Desde esta perspectiva, no hay duda de que los principios morales, aquellos en
virtud de los cuales una sociedad determina lo que es bueno o malo, juegan un papel
fundamental a la hora de explicar su arte y, por tanto, puede decirse con pleno acierto
que el arte es el reflejo de los valores morales de una sociedad.
Por tanto, de las ideas que tengamos sobre lo verdadero y lo bueno, dependerán
también las ideas que tengamos sobre lo bello y, por tanto, el arte que hagamos. Pero
entonces, ¿puede una verdadera obra de arte inducir al mal? ¿Puede una novela alabar o
justificar una infidelidad amorosa, o un comportamiento rencoroso o un desprecio de
Dios y de la fe? ¿Hasta qué punto esa novela puede seguir siendo artística?
En principio, la inmoralidad de algunos contenidos inteligibles en una obra de
arte no anula definitivamente su valor artístico, pues si bien es cierto que la Belleza y el
Bien, como la Verdad, se identifican en el orden del Ser, el sujeto humano los conoce
como nociones diferentes, como formalidades distintas. Es decir, en el orden del
conocer humano, que no capta simultáneamente todas las propiedades del ser, Belleza y
Bien se distinguen suficientemente. De esta manera, un escritor puede escribir una
novela sobre un amor indecente (p. ej. dos personas casadas) pero puede reflejar al
hacerlo la belleza del amor entre un hombre y una mujer y, por tanto, está reflejando
parte de la verdad y el bien, aunque no todo lo que sería posible y deseable. Del mismo
modo, una obra de arte que refleje el mal, no hace más que reflejar, por contraste, el
bien; es decir, en la medida que consigo hacer entender lo que no es bueno o bello (el
mal o la fealdad), puedo hacer entender que la gente comprenda por contraste lo que es
bueno y bello.
El artista puede experimentar el placer de lo bello sin ser del todo consciente de
la verdad y la bondad de esa realidad finita, puede reflejar la belleza de las cosas “sin
querer” e incluso observando él mismo comportamientos inmorales.

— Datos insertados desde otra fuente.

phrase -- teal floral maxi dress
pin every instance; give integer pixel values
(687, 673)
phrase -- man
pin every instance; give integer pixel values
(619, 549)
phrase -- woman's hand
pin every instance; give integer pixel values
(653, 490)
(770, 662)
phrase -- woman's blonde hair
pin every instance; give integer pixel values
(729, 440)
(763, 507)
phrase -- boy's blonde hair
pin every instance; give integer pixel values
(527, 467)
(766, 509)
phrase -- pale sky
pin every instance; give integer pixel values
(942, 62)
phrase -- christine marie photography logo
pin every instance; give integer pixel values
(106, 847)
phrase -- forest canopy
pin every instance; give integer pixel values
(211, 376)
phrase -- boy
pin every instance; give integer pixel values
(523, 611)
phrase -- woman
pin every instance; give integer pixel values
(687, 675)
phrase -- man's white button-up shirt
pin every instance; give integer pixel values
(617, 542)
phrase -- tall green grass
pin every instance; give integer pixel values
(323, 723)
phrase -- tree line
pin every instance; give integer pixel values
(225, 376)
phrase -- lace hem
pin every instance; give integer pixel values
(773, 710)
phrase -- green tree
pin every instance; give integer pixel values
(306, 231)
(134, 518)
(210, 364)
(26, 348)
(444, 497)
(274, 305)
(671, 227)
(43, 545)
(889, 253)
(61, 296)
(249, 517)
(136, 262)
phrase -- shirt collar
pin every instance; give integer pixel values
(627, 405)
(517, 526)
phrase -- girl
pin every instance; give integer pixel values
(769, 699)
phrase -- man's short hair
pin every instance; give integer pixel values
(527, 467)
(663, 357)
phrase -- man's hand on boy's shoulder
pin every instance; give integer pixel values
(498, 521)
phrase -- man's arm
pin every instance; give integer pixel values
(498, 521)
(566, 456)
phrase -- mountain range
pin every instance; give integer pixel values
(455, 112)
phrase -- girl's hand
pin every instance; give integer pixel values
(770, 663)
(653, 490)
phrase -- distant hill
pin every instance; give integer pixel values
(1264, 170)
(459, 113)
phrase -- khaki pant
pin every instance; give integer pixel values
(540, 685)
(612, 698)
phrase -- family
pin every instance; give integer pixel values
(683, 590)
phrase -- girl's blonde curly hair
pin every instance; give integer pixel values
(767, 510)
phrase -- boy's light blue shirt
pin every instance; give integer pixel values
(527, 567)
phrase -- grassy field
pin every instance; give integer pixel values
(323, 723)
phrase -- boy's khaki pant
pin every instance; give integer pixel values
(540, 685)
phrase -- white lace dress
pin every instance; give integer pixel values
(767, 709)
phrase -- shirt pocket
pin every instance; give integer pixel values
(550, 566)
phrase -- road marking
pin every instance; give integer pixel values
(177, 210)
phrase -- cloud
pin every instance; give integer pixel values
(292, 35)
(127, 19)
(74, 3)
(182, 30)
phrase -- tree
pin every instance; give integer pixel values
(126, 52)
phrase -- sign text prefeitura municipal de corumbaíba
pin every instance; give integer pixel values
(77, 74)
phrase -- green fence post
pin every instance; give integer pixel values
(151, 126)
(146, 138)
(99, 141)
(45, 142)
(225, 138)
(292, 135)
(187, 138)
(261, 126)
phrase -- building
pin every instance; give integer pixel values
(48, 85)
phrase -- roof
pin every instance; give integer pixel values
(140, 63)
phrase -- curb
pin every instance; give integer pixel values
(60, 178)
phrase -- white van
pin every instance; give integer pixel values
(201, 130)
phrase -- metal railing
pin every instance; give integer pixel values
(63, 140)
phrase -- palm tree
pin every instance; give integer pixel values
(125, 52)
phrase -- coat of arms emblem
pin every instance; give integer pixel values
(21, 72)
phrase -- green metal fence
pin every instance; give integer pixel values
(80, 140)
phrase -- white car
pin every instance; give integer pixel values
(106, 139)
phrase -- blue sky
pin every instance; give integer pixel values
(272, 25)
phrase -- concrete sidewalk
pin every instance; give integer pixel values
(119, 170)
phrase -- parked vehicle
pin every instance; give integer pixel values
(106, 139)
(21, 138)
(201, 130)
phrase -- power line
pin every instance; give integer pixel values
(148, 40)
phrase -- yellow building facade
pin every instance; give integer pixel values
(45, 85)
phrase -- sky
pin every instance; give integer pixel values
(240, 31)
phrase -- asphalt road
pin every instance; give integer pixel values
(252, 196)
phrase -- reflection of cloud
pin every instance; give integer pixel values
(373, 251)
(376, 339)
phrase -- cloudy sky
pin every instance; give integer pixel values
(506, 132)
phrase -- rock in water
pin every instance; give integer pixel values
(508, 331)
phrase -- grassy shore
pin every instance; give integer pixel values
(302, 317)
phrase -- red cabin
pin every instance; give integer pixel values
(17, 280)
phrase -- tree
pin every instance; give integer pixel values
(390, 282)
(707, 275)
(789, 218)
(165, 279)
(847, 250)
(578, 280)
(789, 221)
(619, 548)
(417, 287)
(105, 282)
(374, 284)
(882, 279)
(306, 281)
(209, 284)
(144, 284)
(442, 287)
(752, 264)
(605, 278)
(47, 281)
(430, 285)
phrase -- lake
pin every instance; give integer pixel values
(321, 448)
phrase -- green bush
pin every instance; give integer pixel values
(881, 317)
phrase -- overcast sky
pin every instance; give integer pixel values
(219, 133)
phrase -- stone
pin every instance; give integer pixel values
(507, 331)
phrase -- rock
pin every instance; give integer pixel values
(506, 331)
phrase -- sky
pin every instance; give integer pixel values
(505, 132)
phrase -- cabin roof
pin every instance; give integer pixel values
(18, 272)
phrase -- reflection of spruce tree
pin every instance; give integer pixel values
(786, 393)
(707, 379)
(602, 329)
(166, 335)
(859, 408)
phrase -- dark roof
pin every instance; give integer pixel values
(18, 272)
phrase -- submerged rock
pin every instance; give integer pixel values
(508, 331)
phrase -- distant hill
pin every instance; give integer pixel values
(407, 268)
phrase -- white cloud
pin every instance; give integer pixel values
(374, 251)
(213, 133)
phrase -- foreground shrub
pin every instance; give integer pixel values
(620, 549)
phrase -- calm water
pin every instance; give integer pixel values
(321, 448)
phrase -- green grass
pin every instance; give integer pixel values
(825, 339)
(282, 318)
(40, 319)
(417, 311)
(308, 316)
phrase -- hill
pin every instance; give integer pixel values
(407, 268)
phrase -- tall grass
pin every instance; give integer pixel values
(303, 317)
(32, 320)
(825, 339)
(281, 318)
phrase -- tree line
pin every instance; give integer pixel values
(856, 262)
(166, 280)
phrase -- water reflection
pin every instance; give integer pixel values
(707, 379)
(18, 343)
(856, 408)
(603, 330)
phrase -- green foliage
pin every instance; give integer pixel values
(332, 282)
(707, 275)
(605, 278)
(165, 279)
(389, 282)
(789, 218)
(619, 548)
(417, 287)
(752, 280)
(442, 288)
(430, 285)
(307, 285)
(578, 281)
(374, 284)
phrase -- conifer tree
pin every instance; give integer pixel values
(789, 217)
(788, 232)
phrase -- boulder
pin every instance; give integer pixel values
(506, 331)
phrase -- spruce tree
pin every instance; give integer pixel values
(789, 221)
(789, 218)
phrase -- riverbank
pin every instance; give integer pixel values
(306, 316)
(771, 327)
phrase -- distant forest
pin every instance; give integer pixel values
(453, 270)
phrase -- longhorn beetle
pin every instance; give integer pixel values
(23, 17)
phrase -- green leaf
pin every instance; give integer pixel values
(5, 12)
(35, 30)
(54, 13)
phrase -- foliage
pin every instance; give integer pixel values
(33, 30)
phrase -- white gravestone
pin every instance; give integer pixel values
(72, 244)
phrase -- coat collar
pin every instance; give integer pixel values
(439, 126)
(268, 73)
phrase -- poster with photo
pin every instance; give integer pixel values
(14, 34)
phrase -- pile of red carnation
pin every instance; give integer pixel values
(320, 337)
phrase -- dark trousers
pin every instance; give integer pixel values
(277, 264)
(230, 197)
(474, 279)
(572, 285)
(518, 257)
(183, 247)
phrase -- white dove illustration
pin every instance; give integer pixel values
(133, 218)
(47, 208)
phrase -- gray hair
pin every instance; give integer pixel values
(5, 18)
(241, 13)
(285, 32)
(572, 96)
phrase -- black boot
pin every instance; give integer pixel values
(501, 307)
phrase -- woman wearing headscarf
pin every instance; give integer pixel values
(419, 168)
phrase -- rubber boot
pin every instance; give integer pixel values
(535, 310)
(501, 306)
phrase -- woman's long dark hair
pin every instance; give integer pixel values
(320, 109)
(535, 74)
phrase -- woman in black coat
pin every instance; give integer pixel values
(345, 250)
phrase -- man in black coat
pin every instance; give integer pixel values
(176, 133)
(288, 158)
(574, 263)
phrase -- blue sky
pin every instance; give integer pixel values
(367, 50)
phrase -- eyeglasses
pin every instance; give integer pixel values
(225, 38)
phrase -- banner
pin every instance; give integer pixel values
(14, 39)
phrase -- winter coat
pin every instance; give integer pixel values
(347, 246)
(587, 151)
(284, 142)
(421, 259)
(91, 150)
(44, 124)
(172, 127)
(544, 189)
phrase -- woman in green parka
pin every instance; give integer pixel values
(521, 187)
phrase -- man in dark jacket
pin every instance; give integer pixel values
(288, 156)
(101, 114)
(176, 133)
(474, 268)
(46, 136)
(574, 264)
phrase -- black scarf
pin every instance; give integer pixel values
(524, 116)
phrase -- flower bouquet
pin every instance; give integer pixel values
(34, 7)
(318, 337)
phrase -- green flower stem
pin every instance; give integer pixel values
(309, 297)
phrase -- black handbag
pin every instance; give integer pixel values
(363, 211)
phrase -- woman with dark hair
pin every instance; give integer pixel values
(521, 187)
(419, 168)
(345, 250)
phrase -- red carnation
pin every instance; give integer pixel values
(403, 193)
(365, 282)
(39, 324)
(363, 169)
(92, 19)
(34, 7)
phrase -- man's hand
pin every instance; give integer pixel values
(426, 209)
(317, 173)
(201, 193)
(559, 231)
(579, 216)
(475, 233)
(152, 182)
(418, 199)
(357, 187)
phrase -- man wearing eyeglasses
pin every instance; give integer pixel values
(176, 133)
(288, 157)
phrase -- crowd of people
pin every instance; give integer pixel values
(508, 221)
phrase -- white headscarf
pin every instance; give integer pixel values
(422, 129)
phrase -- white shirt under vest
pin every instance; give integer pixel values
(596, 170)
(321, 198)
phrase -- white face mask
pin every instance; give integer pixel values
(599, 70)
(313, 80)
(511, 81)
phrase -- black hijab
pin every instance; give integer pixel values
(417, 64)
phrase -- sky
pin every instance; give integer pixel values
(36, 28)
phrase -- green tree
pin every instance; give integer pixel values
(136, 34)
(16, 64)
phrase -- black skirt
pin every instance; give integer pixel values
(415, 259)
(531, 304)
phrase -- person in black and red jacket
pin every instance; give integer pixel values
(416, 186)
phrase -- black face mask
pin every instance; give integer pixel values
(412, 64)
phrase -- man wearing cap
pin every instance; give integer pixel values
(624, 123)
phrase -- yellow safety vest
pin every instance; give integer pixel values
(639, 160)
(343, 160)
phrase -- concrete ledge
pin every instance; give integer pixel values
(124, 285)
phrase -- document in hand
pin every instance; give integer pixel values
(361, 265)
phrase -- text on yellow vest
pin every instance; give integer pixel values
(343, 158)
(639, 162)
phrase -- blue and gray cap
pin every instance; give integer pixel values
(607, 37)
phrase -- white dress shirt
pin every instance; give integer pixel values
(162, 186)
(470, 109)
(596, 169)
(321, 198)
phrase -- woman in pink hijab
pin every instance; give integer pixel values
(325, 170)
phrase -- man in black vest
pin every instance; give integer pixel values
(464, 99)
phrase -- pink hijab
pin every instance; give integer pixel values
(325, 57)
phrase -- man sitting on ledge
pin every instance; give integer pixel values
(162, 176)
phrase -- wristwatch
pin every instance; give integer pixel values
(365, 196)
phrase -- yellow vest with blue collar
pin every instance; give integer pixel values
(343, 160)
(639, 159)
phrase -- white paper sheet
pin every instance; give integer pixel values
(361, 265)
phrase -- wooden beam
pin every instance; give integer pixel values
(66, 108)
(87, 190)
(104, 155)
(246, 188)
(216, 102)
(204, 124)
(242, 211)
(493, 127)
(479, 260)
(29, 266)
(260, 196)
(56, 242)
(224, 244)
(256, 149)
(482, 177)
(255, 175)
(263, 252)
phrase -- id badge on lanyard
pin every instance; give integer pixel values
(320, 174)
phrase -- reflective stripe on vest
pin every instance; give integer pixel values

Si aceptamos que el arte tiene como objeto la belleza y que esta emana de la
verdad y el bien, podemos entender fácilmente la labor del artista como una función
social.
De manera que por muy certeras que sean sus afirmaciones de índole
antropológica, moral, religiosa o política, si no produce una intensa experiencia vital, la
obra de arte será un auténtico fracaso estético. ¡Cuántas obras literarias, pictóricas o
escultóricas han nacido comprometidas con una nobilísima causa y, sin embargo, no
provocan una emoción particular en ningún receptor, por favorable que sea a tal idea o
doctrina! Esto sucede porque la obra artística no se justifica por sus ideas, sino por la
intensidad con que refleja y proyecta una experiencia vital en un individuo (el receptor)
que nada ha tenido que ver con la experiencia vital de su autor.
Paul Claudel señalaba a Arthur Fontaine: «Será dulce para mí, cuando esté en el
lecho de muerte, pensar que mis libros no han contribuido a aumentar la espantosa
suma de tinieblas, de duda, de impurezas, que aflige a la humanidad, sino que aquellos
que los han leído no han encontrado en ellos más que motivos para creer, para
alegrarse, para esperar»."
Por último y puesto que la obra de arte cumple una función social, aquel que por
tener la vocación artística —de poeta, escritor, pintor, escultor, arquitecto, músico,
actor, etc.— es capaz de realizarla, tiene al mismo tiempo la obligación de no malgastar
ese talento. Según Freud, los poetas “perciben entre el cielo y la tierra muchas cosas que
nuestra sabiduría erudita no nos permite siquiera imaginar
imaginar”,
”, y esta capacidad, como en
general todas las capacidades que se nos dan, debe ser aprovechada.